The solar market remains in a state of flux with some firms expanding and others restructuring. Most recently, San Mateo, Calif.-based SolarCity, a solar power installer and service firm, says it will open a Hartford office to take advantage of incentive programs under Connecticut's newly created Clean Energy Finance and Investment Authority (CEFIA) and the Conn. Dept. of Environmental Protection.
"Connecticut residents pay some of the highest electricity rates in the nation," says Ed Steins, Northeastern regional director of SolarCity, which has offices nationwide including New Jersey and New York. "We can give them the option to reduce these bills and do something positive for the environment at the same time."
SolarCity's services include financing through power purchase agreements, which allow the developer to sell electricity to buyers including businesses, institutions and utilities and allow buyers to avoid upfront equipment and installation costs.
The company is the latest solar industry player to target Connecticut, thanks largely to the state's new emphasis on renewable energy initiatives including the CEFIA program. CEFIA, which became effective last July and is the nation's first full-scale clean energy finance authority, leverages public and private funds to drive investments. Other firms tapping into the Connecticut market include San Diego-based developer Borrego Solar Systems, which has been eyeing the Connecticut market and is working on several projects in the state, says a company spokesperson.
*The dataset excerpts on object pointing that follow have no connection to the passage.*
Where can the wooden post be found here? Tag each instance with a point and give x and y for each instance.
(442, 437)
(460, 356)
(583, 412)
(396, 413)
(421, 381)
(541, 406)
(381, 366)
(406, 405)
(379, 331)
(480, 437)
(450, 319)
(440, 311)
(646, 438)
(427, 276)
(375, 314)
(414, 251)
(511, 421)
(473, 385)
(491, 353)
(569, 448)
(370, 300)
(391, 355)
Meanwhile, Energy Conversion Devices Inc. (ECD), Auburn Hills, MI, says it has filed for Chapter 11 bankruptcy protection and will put its United Solar Ovonic LLC (USO) laminates unit up for sale. USO also has filed for bankruptcy protection. The action follows other industry bankruptcy filings in the last year, including Freemont, Calif.-based Solyndra and Marlborough, Mass.-based Evergreen Solar.
Julian Hawkins, ECD president and CEO, says there is a "strong and sustainable commercial market" for USO's products, however. He blames ECD's "current capital structure and legacy costs" with preventing the unit from making the necessary investments for growth.